Tą historią od kilku dni żyje nie tylko cała Piątnica! Bokserski mistrz świata Mike Tyson na początku listopada odwiedził Piątnicę, by od lokalnego hodowcy kupić 100 gołębi zapomnianej rasy. W rozmowie z internetowym Radiem RMF24 wójt Piątnicy przyznał, że w jego regionie jest wielu hodowców, którzy odnoszą spore sukcesy. „Kwota za jednego ptaka pewnie przekroczyłaby cenę luksusowego samochodu osobowego” – zaznacza Artur Wierzbowski.

REKLAMA

Wizyta legendy boksu pod Łomżą wyszła na jaw, kiedy w sieci pojawiły się zdjęcia i filmiki pokazujące Tysona w podlaskiej wsi. Sprawę opisały też lokalne media - portal mylomza.pl dotarł do informacji, że w lokalnych gabinetach weterynaryjnych próbowano zaszczepić ponad 100 ptaków, aby można je było wywieźć do USA.

Twoja przeglądarka nie obsługuje standardu HTML5 dla audio

Mike Tyson odwiedził Polskę, żeby kupić gołębie. Rozmowa z wójtem Piątnicy.

Według nieoficjalnych informacji "Faktu" Mike Tyson przyleciał do Polski dokładnie 5 listopada, a celem podróży było kupno zapomnianej rasy gołębi. Hodowca pan Tadeusz podpisał klauzulę, która nie pozwala mu zdradzać szczegółów transakcji. O wyjątkowe wydarzenie w Piątnicy zapytaliśmy więc wójta gminy Piątnicy Artura Wierzbowskiego.

Sam Wierzbowski dowiedział się o wizycie utytułowanego boksera dopiero, gdy ten już wyjechał. Szczerze żałuję, nawet w związku z tym, że jestem nauczycielem wychowania fizycznego i śledzę - może nie od początku - karierę pana Tysona, oglądałem jego walki bokserskie - mówił w rozmowie z Piotrem Salakiem.

Jego zdaniem wybór gołębi z Piątnicy nie był przypadkowy, bo w regionie jest sporo utytułowanych hodowców. Działający na naszym terenie Polskiego Związku Gołębi Pocztowych w Łomży obecnie liczy około 160 hodowców z sekcji łomżyńskiej, Łap, Wysokiego Mazowieckiego, Zambrowa, Nowogrodu, Konarzyc, Wizny. Mają oni pod swoją opieką około 16 tys. gołębi - zdradza. To liczby dotyczące gołębi pocztowych, ale, jak przyznaje Wierzbowski, w co drugim domu w Piątnicy hodowane są gołębie ozdobne.

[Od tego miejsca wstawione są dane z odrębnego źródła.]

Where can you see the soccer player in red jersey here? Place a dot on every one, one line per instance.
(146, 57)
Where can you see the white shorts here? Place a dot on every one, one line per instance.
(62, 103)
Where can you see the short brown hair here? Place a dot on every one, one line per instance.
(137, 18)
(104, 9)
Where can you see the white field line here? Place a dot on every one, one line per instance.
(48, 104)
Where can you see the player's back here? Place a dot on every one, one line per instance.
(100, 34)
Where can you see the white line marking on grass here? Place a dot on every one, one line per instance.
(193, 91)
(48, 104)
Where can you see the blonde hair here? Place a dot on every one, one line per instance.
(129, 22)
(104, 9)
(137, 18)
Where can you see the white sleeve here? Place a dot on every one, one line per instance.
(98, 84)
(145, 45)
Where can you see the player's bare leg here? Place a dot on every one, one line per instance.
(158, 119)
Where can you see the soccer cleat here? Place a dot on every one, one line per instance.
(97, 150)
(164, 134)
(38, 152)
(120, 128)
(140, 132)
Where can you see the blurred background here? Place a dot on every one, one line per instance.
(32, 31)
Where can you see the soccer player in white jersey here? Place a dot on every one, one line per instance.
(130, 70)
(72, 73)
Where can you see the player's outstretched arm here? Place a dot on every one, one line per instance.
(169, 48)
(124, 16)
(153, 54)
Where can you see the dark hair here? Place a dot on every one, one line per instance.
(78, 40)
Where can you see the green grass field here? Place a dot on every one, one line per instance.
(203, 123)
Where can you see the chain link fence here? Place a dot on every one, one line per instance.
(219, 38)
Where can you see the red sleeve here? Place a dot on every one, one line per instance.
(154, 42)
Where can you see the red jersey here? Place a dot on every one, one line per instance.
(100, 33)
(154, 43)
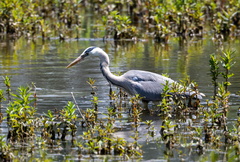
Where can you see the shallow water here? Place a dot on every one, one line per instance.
(44, 63)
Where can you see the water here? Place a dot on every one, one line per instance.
(44, 63)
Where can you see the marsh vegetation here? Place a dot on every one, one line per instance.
(116, 127)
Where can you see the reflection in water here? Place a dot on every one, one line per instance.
(44, 64)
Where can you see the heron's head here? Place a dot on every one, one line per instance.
(87, 52)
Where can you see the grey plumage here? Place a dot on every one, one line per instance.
(147, 84)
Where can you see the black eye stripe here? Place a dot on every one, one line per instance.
(89, 49)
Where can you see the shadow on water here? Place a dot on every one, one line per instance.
(44, 64)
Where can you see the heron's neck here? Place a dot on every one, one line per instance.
(104, 65)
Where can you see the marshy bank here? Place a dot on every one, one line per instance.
(39, 41)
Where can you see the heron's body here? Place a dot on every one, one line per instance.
(147, 84)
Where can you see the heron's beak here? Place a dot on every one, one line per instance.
(75, 61)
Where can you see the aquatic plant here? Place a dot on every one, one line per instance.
(7, 82)
(227, 63)
(214, 70)
(119, 26)
(21, 115)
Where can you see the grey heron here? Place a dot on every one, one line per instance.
(147, 84)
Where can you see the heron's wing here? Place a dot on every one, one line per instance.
(147, 84)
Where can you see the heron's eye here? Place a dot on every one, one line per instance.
(86, 54)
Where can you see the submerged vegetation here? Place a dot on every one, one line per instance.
(184, 122)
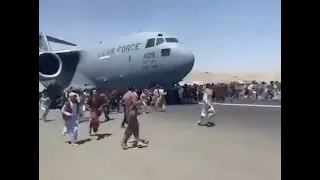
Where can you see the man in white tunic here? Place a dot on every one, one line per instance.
(144, 100)
(161, 101)
(71, 114)
(207, 107)
(44, 104)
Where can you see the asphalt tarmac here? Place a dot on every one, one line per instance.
(245, 144)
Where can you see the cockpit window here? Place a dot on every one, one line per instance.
(159, 41)
(150, 43)
(172, 40)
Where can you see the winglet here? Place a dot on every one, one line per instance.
(43, 42)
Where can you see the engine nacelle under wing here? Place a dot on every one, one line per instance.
(50, 66)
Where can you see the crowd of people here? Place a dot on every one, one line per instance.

Cieszę się z tego bardzo, bo to pasja tych ludzi, oni żyją tym, cieszą się, że mogą się razem spotykać, dbają o te ptaki - mówi wójt.

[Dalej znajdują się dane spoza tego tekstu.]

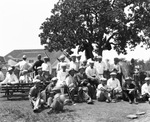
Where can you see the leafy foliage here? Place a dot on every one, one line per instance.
(105, 23)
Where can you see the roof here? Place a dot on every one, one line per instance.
(30, 53)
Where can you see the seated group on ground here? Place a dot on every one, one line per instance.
(79, 82)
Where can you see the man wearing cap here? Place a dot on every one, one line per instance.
(73, 64)
(37, 64)
(130, 90)
(145, 90)
(35, 96)
(23, 66)
(10, 77)
(46, 66)
(1, 75)
(71, 85)
(100, 67)
(92, 74)
(62, 60)
(61, 75)
(103, 91)
(82, 85)
(114, 84)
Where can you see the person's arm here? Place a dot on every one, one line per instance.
(88, 73)
(15, 79)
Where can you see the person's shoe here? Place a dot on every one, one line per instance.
(107, 101)
(50, 111)
(130, 102)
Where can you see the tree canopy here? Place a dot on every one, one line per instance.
(118, 24)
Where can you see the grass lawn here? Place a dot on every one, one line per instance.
(20, 111)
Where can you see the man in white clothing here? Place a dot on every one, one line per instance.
(61, 76)
(146, 90)
(11, 78)
(100, 67)
(103, 91)
(23, 66)
(46, 66)
(1, 75)
(114, 84)
(73, 64)
(92, 74)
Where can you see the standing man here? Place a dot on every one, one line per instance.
(146, 90)
(62, 60)
(10, 77)
(130, 90)
(37, 64)
(1, 75)
(100, 67)
(23, 66)
(73, 63)
(114, 84)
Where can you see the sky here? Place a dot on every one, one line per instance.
(20, 21)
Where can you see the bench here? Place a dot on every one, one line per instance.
(16, 90)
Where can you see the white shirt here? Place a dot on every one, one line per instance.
(61, 77)
(23, 65)
(100, 67)
(74, 65)
(145, 89)
(10, 78)
(91, 72)
(70, 81)
(47, 67)
(1, 76)
(117, 67)
(114, 84)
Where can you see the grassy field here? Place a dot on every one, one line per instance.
(20, 111)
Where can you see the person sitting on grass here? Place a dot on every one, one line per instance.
(35, 96)
(114, 84)
(103, 92)
(130, 91)
(82, 85)
(11, 78)
(145, 90)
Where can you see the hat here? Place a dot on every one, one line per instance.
(54, 79)
(147, 78)
(10, 68)
(39, 68)
(24, 56)
(63, 64)
(73, 55)
(103, 79)
(128, 78)
(72, 69)
(36, 81)
(82, 67)
(113, 73)
(99, 57)
(61, 57)
(78, 55)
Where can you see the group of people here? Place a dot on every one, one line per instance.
(81, 81)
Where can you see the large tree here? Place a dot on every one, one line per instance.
(118, 24)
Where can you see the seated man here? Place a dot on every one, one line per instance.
(11, 78)
(114, 84)
(70, 84)
(103, 92)
(82, 85)
(92, 74)
(35, 96)
(146, 90)
(61, 75)
(130, 90)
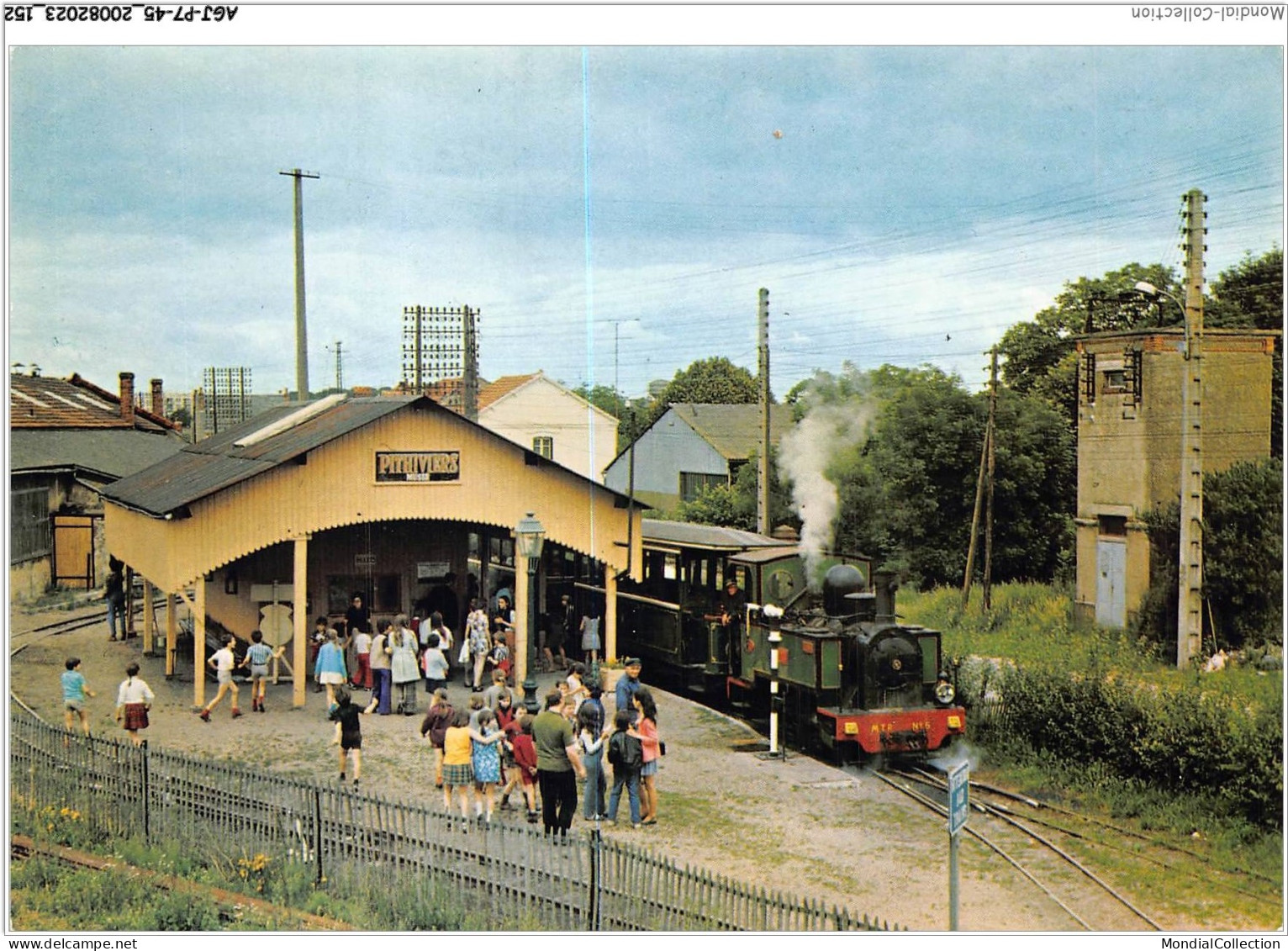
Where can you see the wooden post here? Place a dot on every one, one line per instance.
(300, 622)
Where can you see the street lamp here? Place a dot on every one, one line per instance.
(530, 535)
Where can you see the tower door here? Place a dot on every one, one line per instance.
(1111, 583)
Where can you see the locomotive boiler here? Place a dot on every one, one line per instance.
(852, 678)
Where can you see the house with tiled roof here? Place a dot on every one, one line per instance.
(689, 447)
(547, 418)
(67, 440)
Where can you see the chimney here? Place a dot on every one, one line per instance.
(128, 397)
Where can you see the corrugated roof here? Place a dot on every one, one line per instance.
(218, 462)
(690, 535)
(214, 464)
(733, 430)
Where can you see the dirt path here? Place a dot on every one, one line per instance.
(798, 827)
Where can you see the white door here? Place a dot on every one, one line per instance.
(1111, 583)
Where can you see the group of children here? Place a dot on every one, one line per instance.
(133, 700)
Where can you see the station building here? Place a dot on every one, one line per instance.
(282, 518)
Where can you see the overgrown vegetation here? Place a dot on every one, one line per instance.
(1242, 562)
(46, 895)
(1095, 696)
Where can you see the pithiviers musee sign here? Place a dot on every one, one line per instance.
(419, 466)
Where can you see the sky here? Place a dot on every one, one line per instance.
(612, 210)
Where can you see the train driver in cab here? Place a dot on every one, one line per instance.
(731, 607)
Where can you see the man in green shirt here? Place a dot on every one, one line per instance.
(558, 766)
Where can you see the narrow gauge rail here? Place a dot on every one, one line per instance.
(1120, 832)
(1029, 832)
(589, 882)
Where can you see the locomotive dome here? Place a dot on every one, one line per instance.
(839, 584)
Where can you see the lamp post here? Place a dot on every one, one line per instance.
(530, 535)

Gołębie na medal warte krocie

Sam samorządowiec nie hoduje gołębi, ale wspiera działania związku i chwali się, że w jego regionie są gołębiarscy mistrzowie świata i wielokrotni mistrzowie Polski. Mieliśmy również gołębia z Piątnicy, który zdobył medal olimpijski (w zawodach Olimpiady Gołębi Pocztowych). To są naprawdę ludzie z pasją. Od wielu lat zajmują się tym i dlatego odnoszą takie sukcesy. Dlatego nie dziwie się, że Mike Tyson zagościł na terenie gminy Piątnica - zaznaczył.

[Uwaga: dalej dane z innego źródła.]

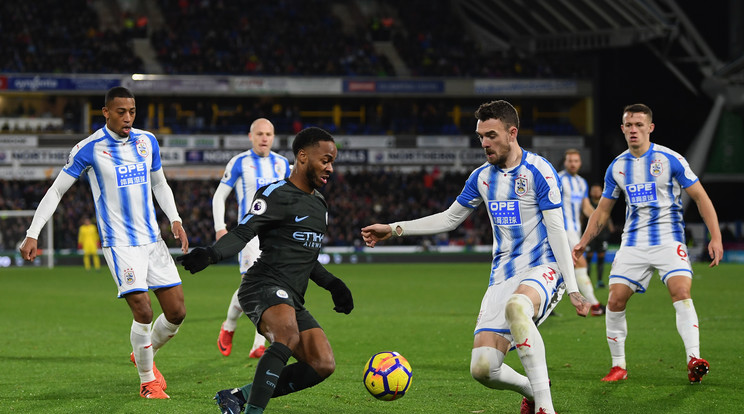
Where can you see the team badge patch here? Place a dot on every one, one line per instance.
(554, 195)
(656, 168)
(521, 185)
(128, 276)
(142, 147)
(258, 207)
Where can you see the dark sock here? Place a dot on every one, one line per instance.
(267, 374)
(295, 377)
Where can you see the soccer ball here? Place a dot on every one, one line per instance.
(387, 376)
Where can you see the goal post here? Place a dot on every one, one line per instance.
(14, 233)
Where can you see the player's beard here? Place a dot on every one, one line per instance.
(313, 179)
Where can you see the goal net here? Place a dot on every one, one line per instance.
(13, 226)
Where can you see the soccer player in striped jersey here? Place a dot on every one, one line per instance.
(575, 202)
(123, 166)
(531, 264)
(652, 178)
(246, 172)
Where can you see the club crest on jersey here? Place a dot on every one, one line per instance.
(521, 185)
(656, 168)
(128, 276)
(142, 147)
(258, 207)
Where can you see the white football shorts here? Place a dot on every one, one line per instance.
(633, 266)
(140, 268)
(249, 255)
(573, 238)
(545, 279)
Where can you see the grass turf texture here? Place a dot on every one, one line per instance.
(64, 345)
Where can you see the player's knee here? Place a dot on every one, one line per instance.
(176, 317)
(484, 362)
(519, 308)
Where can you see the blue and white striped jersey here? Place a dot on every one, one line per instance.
(515, 199)
(247, 172)
(653, 186)
(119, 175)
(575, 190)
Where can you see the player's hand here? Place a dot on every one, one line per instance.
(198, 259)
(715, 250)
(376, 232)
(341, 295)
(577, 252)
(580, 303)
(219, 234)
(28, 249)
(180, 234)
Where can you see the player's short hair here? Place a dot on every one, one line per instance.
(501, 110)
(308, 137)
(639, 108)
(117, 92)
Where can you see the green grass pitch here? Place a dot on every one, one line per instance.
(64, 345)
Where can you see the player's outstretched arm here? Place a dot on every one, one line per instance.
(375, 233)
(180, 234)
(708, 213)
(594, 226)
(28, 249)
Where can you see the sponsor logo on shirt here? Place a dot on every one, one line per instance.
(142, 148)
(505, 213)
(309, 238)
(641, 193)
(131, 174)
(656, 168)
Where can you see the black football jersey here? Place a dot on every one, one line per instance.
(290, 225)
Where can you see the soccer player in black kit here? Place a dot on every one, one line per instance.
(290, 218)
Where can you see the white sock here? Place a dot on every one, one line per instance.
(687, 326)
(139, 336)
(617, 331)
(258, 341)
(162, 332)
(487, 367)
(233, 313)
(530, 347)
(585, 285)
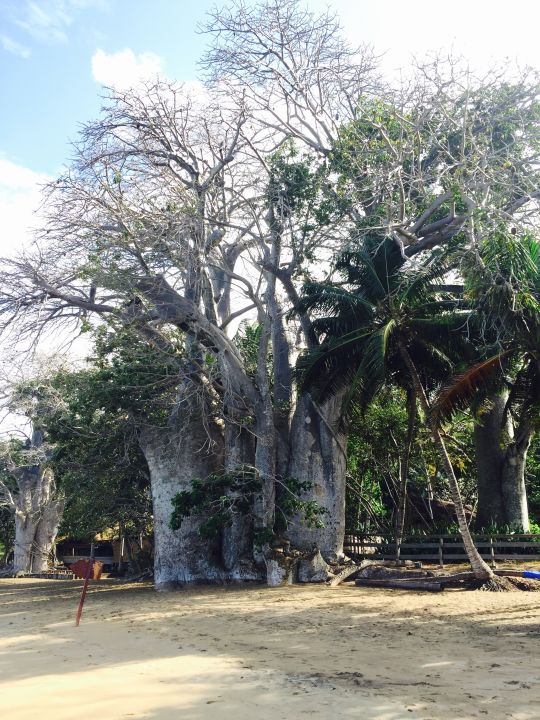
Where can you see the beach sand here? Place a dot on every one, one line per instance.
(254, 653)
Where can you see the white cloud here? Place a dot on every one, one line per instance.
(125, 69)
(20, 197)
(13, 47)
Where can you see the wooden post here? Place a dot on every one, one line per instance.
(85, 586)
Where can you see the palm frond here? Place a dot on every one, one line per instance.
(459, 393)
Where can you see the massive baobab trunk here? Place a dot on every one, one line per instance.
(318, 455)
(190, 447)
(501, 453)
(38, 511)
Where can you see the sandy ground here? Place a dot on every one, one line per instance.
(266, 654)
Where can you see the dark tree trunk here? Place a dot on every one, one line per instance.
(500, 460)
(190, 448)
(318, 455)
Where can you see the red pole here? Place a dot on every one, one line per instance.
(85, 586)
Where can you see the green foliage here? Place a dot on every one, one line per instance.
(217, 499)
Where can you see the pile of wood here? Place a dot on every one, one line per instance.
(389, 575)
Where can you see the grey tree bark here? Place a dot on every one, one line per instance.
(190, 447)
(501, 454)
(318, 455)
(38, 511)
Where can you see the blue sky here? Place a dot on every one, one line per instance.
(55, 55)
(46, 49)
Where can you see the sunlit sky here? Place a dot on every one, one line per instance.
(55, 56)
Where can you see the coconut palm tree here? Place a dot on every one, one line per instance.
(389, 321)
(503, 279)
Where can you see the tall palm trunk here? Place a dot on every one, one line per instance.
(404, 469)
(480, 569)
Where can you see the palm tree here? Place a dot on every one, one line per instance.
(504, 282)
(388, 322)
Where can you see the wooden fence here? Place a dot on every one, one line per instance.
(444, 548)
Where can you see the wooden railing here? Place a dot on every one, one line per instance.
(445, 548)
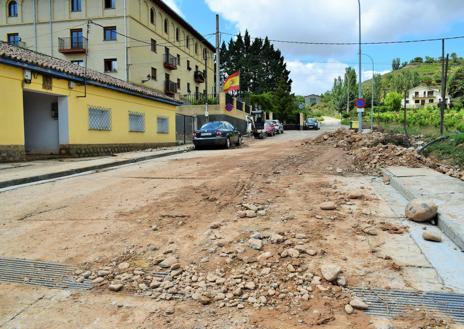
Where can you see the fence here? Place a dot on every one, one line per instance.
(185, 125)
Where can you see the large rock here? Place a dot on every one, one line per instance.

Trud związany z hodowlą mistrzowskich gołębi jest ogromny. Ptaki trzeba przygotować np. na organizowane w ramach zawodów loty specjalne na dystansie nawet 1200 km. Nic więc dziwnego, że wyjątkowe gołębie sporo kosztują. Kwota za jednego pewnie przekroczyłaby cenę luksusowego samochodu osobowego - zaznaczył wójt.